OBJECTIVE The aim of glioblastoma surgery is to maximize the extent of resection while preserving functional integrity. Standards are lacking for surgical decision-making, and previous studies indicate treatment variations. These shortcomings reflect the need to evaluate larger populations from different care teams. In this study, the authors used probability maps to quantify and compare surgical decision-making throughout the brain by 12 neurosurgical teams for patients with glioblastoma. METHODS The study included all adult patients who underwent first-time glioblastoma surgery in 2012–2013 and were treated by 1 of the 12 participating neurosurgical teams.
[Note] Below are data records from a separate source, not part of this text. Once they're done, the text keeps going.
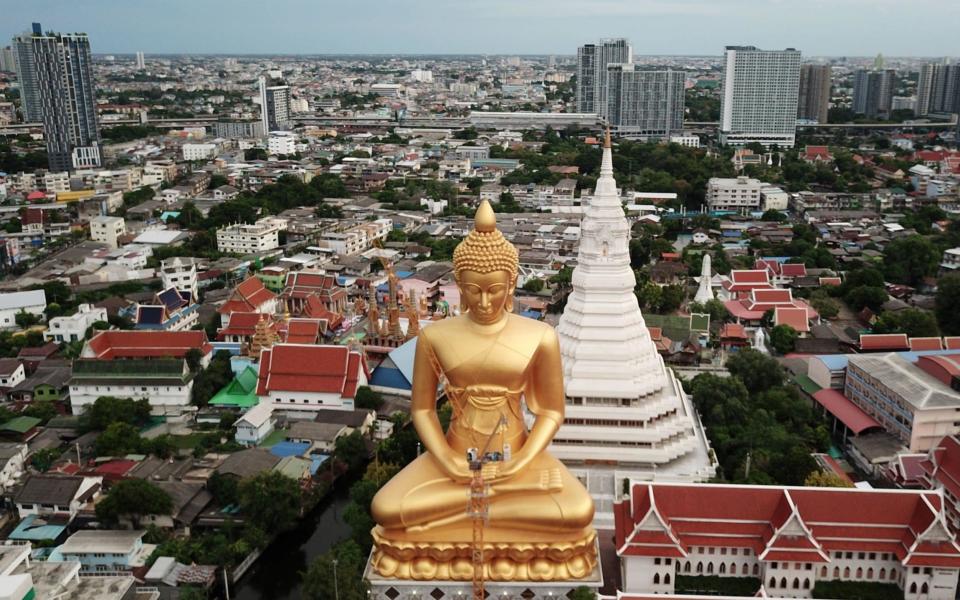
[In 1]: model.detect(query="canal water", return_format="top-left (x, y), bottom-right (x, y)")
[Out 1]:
top-left (230, 479), bottom-right (351, 600)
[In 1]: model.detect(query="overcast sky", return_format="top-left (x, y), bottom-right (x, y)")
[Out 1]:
top-left (0, 0), bottom-right (960, 57)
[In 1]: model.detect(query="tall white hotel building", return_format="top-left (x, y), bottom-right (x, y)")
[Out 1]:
top-left (720, 46), bottom-right (800, 148)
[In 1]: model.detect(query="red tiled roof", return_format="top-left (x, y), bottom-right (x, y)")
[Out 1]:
top-left (83, 330), bottom-right (213, 360)
top-left (773, 306), bottom-right (810, 332)
top-left (860, 333), bottom-right (910, 351)
top-left (909, 338), bottom-right (943, 352)
top-left (720, 323), bottom-right (747, 340)
top-left (257, 344), bottom-right (367, 398)
top-left (614, 483), bottom-right (960, 566)
top-left (813, 388), bottom-right (880, 435)
top-left (218, 276), bottom-right (277, 315)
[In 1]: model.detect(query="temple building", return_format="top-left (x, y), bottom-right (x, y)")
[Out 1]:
top-left (614, 483), bottom-right (960, 600)
top-left (550, 131), bottom-right (715, 529)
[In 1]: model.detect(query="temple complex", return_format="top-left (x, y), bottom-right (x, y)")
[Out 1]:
top-left (550, 130), bottom-right (715, 529)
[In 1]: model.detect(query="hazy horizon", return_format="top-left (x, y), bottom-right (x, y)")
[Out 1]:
top-left (0, 0), bottom-right (960, 58)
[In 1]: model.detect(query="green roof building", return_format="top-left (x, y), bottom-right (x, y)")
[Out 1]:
top-left (210, 367), bottom-right (259, 410)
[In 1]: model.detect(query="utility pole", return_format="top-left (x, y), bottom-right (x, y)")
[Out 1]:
top-left (330, 559), bottom-right (340, 600)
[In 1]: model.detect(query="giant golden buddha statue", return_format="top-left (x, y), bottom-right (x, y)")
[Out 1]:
top-left (372, 202), bottom-right (597, 581)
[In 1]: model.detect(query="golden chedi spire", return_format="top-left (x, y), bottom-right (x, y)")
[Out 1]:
top-left (453, 200), bottom-right (519, 281)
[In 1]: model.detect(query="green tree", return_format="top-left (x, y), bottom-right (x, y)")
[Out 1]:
top-left (934, 273), bottom-right (960, 335)
top-left (96, 478), bottom-right (173, 529)
top-left (523, 277), bottom-right (544, 294)
top-left (770, 325), bottom-right (800, 354)
top-left (237, 471), bottom-right (300, 535)
top-left (84, 396), bottom-right (150, 431)
top-left (726, 348), bottom-right (783, 393)
top-left (300, 540), bottom-right (369, 600)
top-left (883, 235), bottom-right (941, 286)
top-left (333, 431), bottom-right (370, 471)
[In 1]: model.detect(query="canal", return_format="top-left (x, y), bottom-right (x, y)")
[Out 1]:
top-left (230, 478), bottom-right (352, 600)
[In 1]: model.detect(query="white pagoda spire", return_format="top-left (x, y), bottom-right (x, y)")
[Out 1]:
top-left (550, 131), bottom-right (715, 529)
top-left (693, 253), bottom-right (713, 304)
top-left (557, 126), bottom-right (667, 398)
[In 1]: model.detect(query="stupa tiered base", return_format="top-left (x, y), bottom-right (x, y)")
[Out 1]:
top-left (368, 524), bottom-right (599, 587)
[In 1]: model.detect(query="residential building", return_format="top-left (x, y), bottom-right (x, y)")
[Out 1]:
top-left (720, 46), bottom-right (800, 148)
top-left (233, 402), bottom-right (276, 446)
top-left (160, 256), bottom-right (198, 302)
top-left (13, 475), bottom-right (103, 521)
top-left (260, 76), bottom-right (290, 134)
top-left (43, 304), bottom-right (107, 342)
top-left (797, 64), bottom-right (832, 123)
top-left (915, 64), bottom-right (960, 116)
top-left (180, 143), bottom-right (217, 162)
top-left (606, 63), bottom-right (686, 139)
top-left (54, 529), bottom-right (156, 573)
top-left (0, 358), bottom-right (27, 396)
top-left (0, 442), bottom-right (28, 494)
top-left (14, 23), bottom-right (100, 171)
top-left (257, 344), bottom-right (369, 414)
top-left (843, 352), bottom-right (960, 452)
top-left (267, 131), bottom-right (297, 155)
top-left (70, 358), bottom-right (193, 416)
top-left (614, 483), bottom-right (960, 600)
top-left (90, 215), bottom-right (127, 248)
top-left (577, 38), bottom-right (633, 117)
top-left (706, 177), bottom-right (768, 211)
top-left (0, 290), bottom-right (47, 329)
top-left (853, 69), bottom-right (897, 117)
top-left (550, 138), bottom-right (715, 528)
top-left (217, 220), bottom-right (280, 254)
top-left (212, 121), bottom-right (266, 139)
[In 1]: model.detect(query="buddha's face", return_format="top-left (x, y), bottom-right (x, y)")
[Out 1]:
top-left (458, 271), bottom-right (514, 325)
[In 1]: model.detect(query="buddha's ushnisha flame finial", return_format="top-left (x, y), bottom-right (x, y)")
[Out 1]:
top-left (453, 200), bottom-right (519, 279)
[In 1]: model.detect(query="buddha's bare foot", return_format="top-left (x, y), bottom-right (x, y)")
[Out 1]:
top-left (493, 468), bottom-right (563, 493)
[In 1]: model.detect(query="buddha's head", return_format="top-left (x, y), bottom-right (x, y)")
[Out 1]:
top-left (453, 200), bottom-right (519, 324)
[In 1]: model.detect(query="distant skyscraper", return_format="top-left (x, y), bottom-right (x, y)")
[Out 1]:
top-left (915, 64), bottom-right (960, 115)
top-left (720, 46), bottom-right (800, 148)
top-left (260, 76), bottom-right (290, 135)
top-left (0, 46), bottom-right (17, 73)
top-left (797, 65), bottom-right (831, 123)
top-left (598, 63), bottom-right (686, 137)
top-left (853, 69), bottom-right (897, 117)
top-left (577, 38), bottom-right (633, 117)
top-left (14, 23), bottom-right (100, 171)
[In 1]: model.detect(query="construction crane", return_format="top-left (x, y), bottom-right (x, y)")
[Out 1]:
top-left (467, 415), bottom-right (510, 600)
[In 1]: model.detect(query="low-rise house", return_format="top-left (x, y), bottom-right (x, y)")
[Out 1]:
top-left (287, 421), bottom-right (348, 454)
top-left (233, 402), bottom-right (276, 446)
top-left (70, 358), bottom-right (193, 416)
top-left (0, 442), bottom-right (27, 494)
top-left (13, 475), bottom-right (103, 521)
top-left (0, 358), bottom-right (27, 395)
top-left (43, 304), bottom-right (107, 342)
top-left (56, 529), bottom-right (156, 573)
top-left (0, 290), bottom-right (47, 329)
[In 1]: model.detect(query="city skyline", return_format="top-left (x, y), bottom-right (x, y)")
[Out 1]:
top-left (0, 0), bottom-right (960, 58)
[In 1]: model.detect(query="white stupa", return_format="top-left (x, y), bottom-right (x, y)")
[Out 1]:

Voxel-wise probability maps of tumor location, biopsy, and resection were constructed for each team to identify and compare patient treatment variations. Brain regions with different biopsy and resection results between teams were identified and analyzed for patient functional outcome and survival. RESULTS The study cohort consisted of 1087 patients, of whom 363 underwent a biopsy and 724 a resection. Biopsy and resection decisions were generally comparable between teams, providing benchmarks for probability maps of resections and biopsies for glioblastoma. Differences in biopsy rates were identified for the right superior frontal gyrus and indicated variation in biopsy decisions. Differences in resection rates were identified for the left superior parietal lobule, indicating variations in resection decisions. CONCLUSIONS Probability maps of glioblastoma surgery enabled capture of clinical practice decisions and indicated that teams generally agreed on which region to biopsy or to resect. However, treatment variations reflecting clinical dilemmas were observed and pinpointed by using the probability maps, which could therefore be useful for quality-of-care discussions between surgical teams for patients with glioblastoma.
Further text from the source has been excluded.